Nel libro XXIV, III di Ab Urbe condita libri leggiamo la pastorale descrizione che Tito Livio fornisce del tempio di Capo Lacinio.
« Un bosco sacro, isolato da una folta foresta e da alti abeti, chiudeva nel mezzo pingui pascoli, ove pasceva senza pastori ogni specie di animali consacrati alla dea, e gli armenti delle rispettive specie la notte rientravano in gruppi separati alle stalle, non mai insidiati né dalle fiere né dagli uomini. Grande era perciò il reddito che si traeva da quel bestiame, e con quello fu eretta e consacrata una colonna di oro massiccio, sì che il tempio era illustre non solo per la santità ma anche per le ricchezze » .
Una diversa traduttore riporta:
(Tito Livio, Ab Urbe condita libri, XXIV, 3, Mondadori, Milano, trad.: C. Vitali)
« Distava dalla nobile città sei miglia il tempio di Giunone, più nobile della stessa città , santa presso tutti i popoli. Ivi era un bosco sacro con fitta vegetazione, con alberi di alti abeti; in mezzo al recinto aveva lieti pascoli dove ogni genere di bestiame sacro alla dea pascolava senza alcuno pastore: a notte le greggi, separatamente, ciascuna secondo il suo genere, ritornavano alle stalle, giammai violati dalle insidie delle fiere o da inganni degli uomini ».
Dalla tarda età del bronzo si assistette ad uno caratterizzazione in senso agricolo dei luoghi di culto, normalmente costituiti appunto da “boschi sacri”, posti ai confini del territorio delle comunità indigene, con funzioni simili, quindi, o quelle dei santuari extraurbani d’età storica (come è quello di Hera Lacinia), cioè di punti di incontro e scambio tra le diverse popolazioni.

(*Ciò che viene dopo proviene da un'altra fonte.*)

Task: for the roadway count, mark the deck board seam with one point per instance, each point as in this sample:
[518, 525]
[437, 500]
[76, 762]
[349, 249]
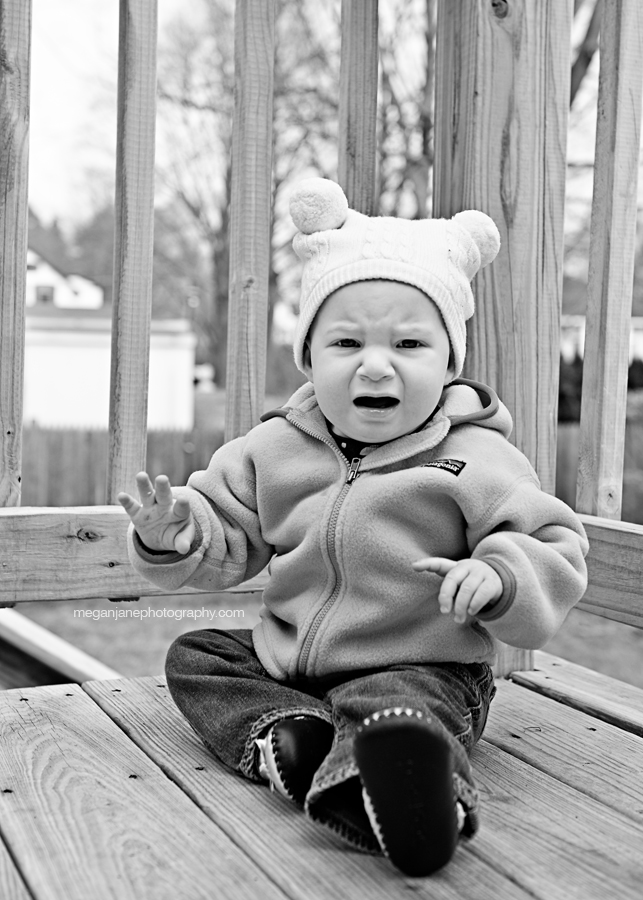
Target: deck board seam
[191, 796]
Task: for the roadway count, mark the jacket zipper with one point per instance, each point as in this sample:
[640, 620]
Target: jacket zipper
[353, 471]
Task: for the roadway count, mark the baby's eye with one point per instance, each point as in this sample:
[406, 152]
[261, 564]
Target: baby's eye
[409, 344]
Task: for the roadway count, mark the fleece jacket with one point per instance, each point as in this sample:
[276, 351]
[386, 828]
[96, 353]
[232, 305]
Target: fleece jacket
[339, 538]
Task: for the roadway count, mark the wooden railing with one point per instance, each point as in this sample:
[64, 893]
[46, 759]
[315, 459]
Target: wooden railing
[502, 88]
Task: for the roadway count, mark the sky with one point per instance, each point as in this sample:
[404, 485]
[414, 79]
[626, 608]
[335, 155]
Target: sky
[73, 112]
[73, 104]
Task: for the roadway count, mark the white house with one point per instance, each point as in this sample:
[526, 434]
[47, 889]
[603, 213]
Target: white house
[67, 356]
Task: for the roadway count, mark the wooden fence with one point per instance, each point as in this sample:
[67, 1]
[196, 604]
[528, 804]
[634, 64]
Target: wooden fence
[502, 92]
[66, 467]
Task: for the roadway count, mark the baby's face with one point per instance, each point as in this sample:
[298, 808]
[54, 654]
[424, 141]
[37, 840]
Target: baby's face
[379, 359]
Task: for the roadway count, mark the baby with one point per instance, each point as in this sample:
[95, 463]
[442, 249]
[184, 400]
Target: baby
[402, 531]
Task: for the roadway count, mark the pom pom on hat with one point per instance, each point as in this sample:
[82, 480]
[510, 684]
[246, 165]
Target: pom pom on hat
[339, 246]
[318, 204]
[483, 231]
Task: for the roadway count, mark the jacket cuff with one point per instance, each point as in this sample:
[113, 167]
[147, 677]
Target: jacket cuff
[499, 607]
[164, 557]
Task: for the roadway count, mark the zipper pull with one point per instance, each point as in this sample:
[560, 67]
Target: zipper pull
[353, 469]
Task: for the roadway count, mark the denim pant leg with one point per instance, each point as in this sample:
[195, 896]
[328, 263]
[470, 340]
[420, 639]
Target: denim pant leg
[228, 697]
[454, 697]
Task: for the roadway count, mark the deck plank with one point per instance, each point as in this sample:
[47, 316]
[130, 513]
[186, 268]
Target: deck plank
[596, 758]
[12, 887]
[540, 838]
[554, 841]
[301, 857]
[584, 689]
[86, 814]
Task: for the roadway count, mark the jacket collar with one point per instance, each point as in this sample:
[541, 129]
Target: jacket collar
[462, 402]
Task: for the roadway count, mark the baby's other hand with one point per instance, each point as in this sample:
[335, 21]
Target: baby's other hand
[162, 523]
[469, 584]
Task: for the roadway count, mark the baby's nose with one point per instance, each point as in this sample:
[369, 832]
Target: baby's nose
[375, 364]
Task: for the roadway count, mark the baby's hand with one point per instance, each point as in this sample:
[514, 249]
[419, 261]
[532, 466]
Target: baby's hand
[162, 523]
[467, 587]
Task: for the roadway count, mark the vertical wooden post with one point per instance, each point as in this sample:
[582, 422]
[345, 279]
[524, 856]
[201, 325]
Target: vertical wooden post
[134, 235]
[358, 104]
[250, 214]
[611, 261]
[15, 35]
[502, 95]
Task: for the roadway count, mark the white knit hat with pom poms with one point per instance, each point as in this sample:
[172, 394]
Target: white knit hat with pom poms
[338, 245]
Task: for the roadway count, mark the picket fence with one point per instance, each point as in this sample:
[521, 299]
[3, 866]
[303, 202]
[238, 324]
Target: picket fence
[66, 467]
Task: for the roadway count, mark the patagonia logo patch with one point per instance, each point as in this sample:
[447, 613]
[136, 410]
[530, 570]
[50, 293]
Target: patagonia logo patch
[455, 466]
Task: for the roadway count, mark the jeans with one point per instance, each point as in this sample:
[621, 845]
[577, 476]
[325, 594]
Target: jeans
[222, 689]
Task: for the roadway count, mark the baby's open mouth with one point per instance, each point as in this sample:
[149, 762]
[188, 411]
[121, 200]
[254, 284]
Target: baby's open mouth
[376, 402]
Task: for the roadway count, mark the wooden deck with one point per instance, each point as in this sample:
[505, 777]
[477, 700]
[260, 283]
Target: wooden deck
[106, 792]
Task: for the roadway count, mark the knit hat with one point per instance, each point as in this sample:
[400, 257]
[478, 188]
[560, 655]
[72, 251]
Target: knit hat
[338, 245]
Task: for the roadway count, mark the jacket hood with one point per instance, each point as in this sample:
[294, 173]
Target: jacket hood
[462, 402]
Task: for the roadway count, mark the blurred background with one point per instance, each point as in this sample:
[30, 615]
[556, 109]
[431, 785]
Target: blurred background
[71, 226]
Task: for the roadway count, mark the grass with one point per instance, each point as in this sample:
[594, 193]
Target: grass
[137, 645]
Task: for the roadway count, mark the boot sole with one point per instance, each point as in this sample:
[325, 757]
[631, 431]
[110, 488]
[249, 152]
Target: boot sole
[407, 773]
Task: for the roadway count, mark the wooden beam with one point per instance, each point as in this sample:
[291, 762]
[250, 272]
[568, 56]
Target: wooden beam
[73, 554]
[597, 695]
[51, 650]
[584, 752]
[15, 34]
[80, 553]
[358, 104]
[615, 564]
[611, 261]
[86, 814]
[502, 94]
[134, 239]
[250, 214]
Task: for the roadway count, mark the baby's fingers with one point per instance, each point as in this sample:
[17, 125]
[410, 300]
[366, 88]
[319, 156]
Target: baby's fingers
[129, 504]
[145, 489]
[163, 491]
[181, 509]
[436, 564]
[467, 596]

Sempre da Livio apprendiamo dell’esistenza di un lucus, termine che in latino individua un “bosco sacro ” ed è considerato da alcuni equivalente al greco àlsos, di uno selva rigogliosa e di alti abeti.
L’esistenza sul promontorio Lacinio di un bosco di alti abeti, descrittoci da Livio, costituito cioè da un’essenza arborea, forse relitto botanico del manto primigenio di conifere boreali, che doveva. rappresentare un’evidente difformità nell’ambito del paesaggio vegetale, di certo mediterraneo, potrebbe avere stimolato il suo riconoscimento come luogo sacro già da parte delle comunità indigene.
Successivamente anche i greci avrebbero incentrato, almeno in parte, le loro manifestazioni religiose su una realtà naturale “intrinsecamente carica di potere numinoso”.
Ma c’è un altro fatto. Il concetto stesso di temenos, cioè lo spazio sacro, delimitato, destinato alla divinità – che noi ben conosciamo a Capocolonna, poiché è rappresentato dalle monumentali mura di cinta – contiene in sé l’idea stessa del “bosco” che viene tagliato, per ricavarvi uno spazio da destinare agli dei. Infatti, il verbo greco temno, da cui temenos, significa “io taglio, io recido, io divido“. Quindi, il taglio di una parte del bosco primitivo, per ricavarvi un’area sacra, dove erigere un altare agli dei, è all’origine stessa del tempio: templum in latino significo “spazio libero “. E spesso lo spazio liberato dagli alberi veniva poi arato. Inoltre, il concetto di divisione, espresso dalla parola temno, sottolinea l’esigenza di separare lo spazio degli dei da quello degli uomini, ed anche il concetto di organizzazione dello spazio che è proprio della civiltà greca.
La tradizione attribuisce la fondazione del santuario a Herakles, dopo l’uccisione di Lakinios e di Kroton. Quest’origine, collegata con le migrazioni di Herakles, adombrerebbe, oltre i ricordi mitici di contatti con l’area egea, un tipo di relazioni “aggressive” proprie della colonizzazione achea, nei confronti delle popolazioni indigene. Il Lacinio, allora, potrebbe configurarsi come “santuario di frontiera”, un “luogo di contatto” tra greci ed indigeni, dove i rapporti tra culture diverse venivano sacralizzati in modo da superare eventuali conflitti.